FPOs, on the other hand, are primarily aimed at expanding a company’s equity base, although they can also be utilised to decrease promoter shareholdings.
Performance:
The distinction in performance lies in the level of information available to investors before purchasing shares. In an IPO, investors review a preliminary document called the red herring prospectus but lack significant guidance or a track record of the company.
Investors in FPOs, however, have access to essential information and a track record, providing insights into market interest and the company’s post-IPO performance. Nevertheless, investors gauge the worthiness of stocks based on the sale of equity stakes.
Profitability:
IPOs have the potential to yield higher returns for investors as they participate in the initial growth phase of the company.
FPOs, being less risky due to the availability of comprehensive information, offer investors the opportunity to analyse past performance and make informed assumptions about the company’s growth.

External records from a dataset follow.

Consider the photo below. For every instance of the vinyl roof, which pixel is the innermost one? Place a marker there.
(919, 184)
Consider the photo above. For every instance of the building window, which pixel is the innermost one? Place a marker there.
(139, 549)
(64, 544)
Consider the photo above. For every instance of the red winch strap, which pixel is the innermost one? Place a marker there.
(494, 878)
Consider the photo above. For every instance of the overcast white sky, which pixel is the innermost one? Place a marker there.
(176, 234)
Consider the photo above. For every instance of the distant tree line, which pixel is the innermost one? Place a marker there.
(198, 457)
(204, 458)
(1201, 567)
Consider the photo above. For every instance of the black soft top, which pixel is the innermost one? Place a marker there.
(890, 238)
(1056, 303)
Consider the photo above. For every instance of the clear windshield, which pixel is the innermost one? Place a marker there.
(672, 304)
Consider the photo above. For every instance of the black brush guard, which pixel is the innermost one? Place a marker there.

However, FPOs are generally considered less profitable than IPOs since companies are in a stabilisation phase at this stage.
Conclusion
An IPO signifies the initial sale of a private company’s shares to the public, allowing the company to raise capital by offering ownership stakes to a broad spectrum of investors on a stock exchange. In contrast, an FPO typically involves a publicly traded company issuing additional shares to the public. This secondary offering can either raise extra capital for the company through the issuance of new shares or involve the sale of existing shares by current shareholders. Understanding the distinctions between IPO and FPO is crucial for investors, as these events have different implications and are essential principles for navigating the stock market successfully.